Los Juegos de la VII Olimpiada suponen la reanudación de la marcha olímpica tras la I Guerra Mundial, y resultaron muy austeros ya que Bélgica había sufrido de forma especial las dramáticas consecuencias del conflicto bélico sufrido en Europa.
Faltando a los principios fundamentales de la filosofía olímpica y en contra de la opinión de Coubertin, no fueron invitados Alemania, Austria, Turquía, Bulgaria ni Polonia. También fue excluida la Unión Soviética. Por primera vez se soltaron palomas como símbolo de la paz. Aparecieron la bandera y el juramento olímpicos.
La participación en Amberes marca un nuevo récord, al tomar parte 2.591 atletas pertenecientes a 29 países. España hizo su debut oficial enviando 67 deportistas de atletismo, tenis, natación, tiro, polo y fútbol.

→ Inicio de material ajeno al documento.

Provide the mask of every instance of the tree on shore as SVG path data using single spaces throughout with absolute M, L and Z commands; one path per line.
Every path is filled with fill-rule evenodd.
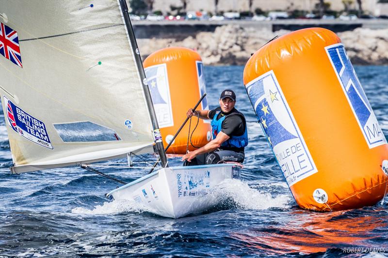
M 253 4 L 253 0 L 249 0 L 248 3 L 249 4 L 249 15 L 250 16 L 253 16 L 253 13 L 252 11 L 252 6 Z
M 350 5 L 353 3 L 353 0 L 342 0 L 342 3 L 345 8 L 345 12 L 347 13 L 350 10 Z
M 214 0 L 214 15 L 218 14 L 218 0 Z
M 131 0 L 129 2 L 131 13 L 136 15 L 145 14 L 147 10 L 147 5 L 144 0 Z
M 154 9 L 154 2 L 155 0 L 145 0 L 146 4 L 147 5 L 147 9 L 149 14 L 152 13 L 152 10 Z
M 323 11 L 324 10 L 324 1 L 323 0 L 319 0 L 319 17 L 322 18 L 323 16 Z
M 187 8 L 187 3 L 189 2 L 189 0 L 180 0 L 180 1 L 182 2 L 182 9 L 183 12 L 187 12 L 187 10 L 186 10 L 186 8 Z
M 359 17 L 364 13 L 362 11 L 362 2 L 361 0 L 357 0 L 357 3 L 358 4 L 358 17 Z

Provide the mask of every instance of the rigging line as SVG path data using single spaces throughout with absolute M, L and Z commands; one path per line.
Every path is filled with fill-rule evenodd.
M 191 133 L 191 136 L 190 136 L 190 144 L 191 146 L 194 147 L 194 148 L 196 148 L 197 149 L 199 149 L 200 147 L 198 146 L 195 146 L 194 144 L 193 144 L 193 141 L 192 141 L 192 138 L 193 137 L 193 135 L 194 134 L 194 132 L 195 131 L 195 129 L 197 129 L 197 127 L 198 126 L 198 123 L 199 123 L 199 114 L 197 114 L 197 124 L 195 125 L 195 126 L 194 127 L 194 129 L 193 129 L 193 132 Z M 190 134 L 190 131 L 189 131 L 189 133 Z
M 21 40 L 19 40 L 19 42 L 23 42 L 23 41 L 31 41 L 31 40 L 39 40 L 39 39 L 48 39 L 48 38 L 55 38 L 55 37 L 62 37 L 62 36 L 67 36 L 68 35 L 71 35 L 71 34 L 77 34 L 77 33 L 79 33 L 85 32 L 87 32 L 87 31 L 91 31 L 92 30 L 102 30 L 103 29 L 107 29 L 107 28 L 108 28 L 115 27 L 117 27 L 117 26 L 123 26 L 124 25 L 123 24 L 114 24 L 113 25 L 110 25 L 109 26 L 104 26 L 104 27 L 99 27 L 99 28 L 93 28 L 93 29 L 88 29 L 88 30 L 78 30 L 77 31 L 73 31 L 72 32 L 68 32 L 68 33 L 63 33 L 63 34 L 58 34 L 58 35 L 52 35 L 51 36 L 46 36 L 46 37 L 39 37 L 38 38 L 31 38 L 31 39 L 21 39 Z
M 149 168 L 149 167 L 124 167 L 123 166 L 109 166 L 109 165 L 89 165 L 88 167 L 113 167 L 115 168 Z
M 108 179 L 110 179 L 111 180 L 113 180 L 113 181 L 115 181 L 115 182 L 119 182 L 120 183 L 122 183 L 123 184 L 127 184 L 127 183 L 124 182 L 124 181 L 122 181 L 121 180 L 119 180 L 118 179 L 115 179 L 114 177 L 111 177 L 110 176 L 108 176 L 108 175 L 104 174 L 103 173 L 99 171 L 98 170 L 97 170 L 96 169 L 94 169 L 93 168 L 89 167 L 88 166 L 88 165 L 85 165 L 85 164 L 81 164 L 81 165 L 80 166 L 80 167 L 82 167 L 82 168 L 83 168 L 84 169 L 86 169 L 88 171 L 90 171 L 91 172 L 93 172 L 93 173 L 95 173 L 97 174 L 97 175 L 99 175 L 100 176 L 102 176 L 103 177 L 106 177 L 107 178 L 108 178 Z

El éxito coronó la expedición obteniendo dos segundos puestos en las dos especialidades de deporte por equipos, y en la de fútbol surgió la leyenda de la ´furia española´ con la frase de Belauste ´Sabino, a mí el pelotón que los arrolló´.
La estrella de los Juegos Olímpicos fue el finlandés Paavo Nurmi, que ganó tres medallas de oro en 10.000 metros, y en cross-country, individual y por equipos. Fue toda una excepcional revelación durante el certamen.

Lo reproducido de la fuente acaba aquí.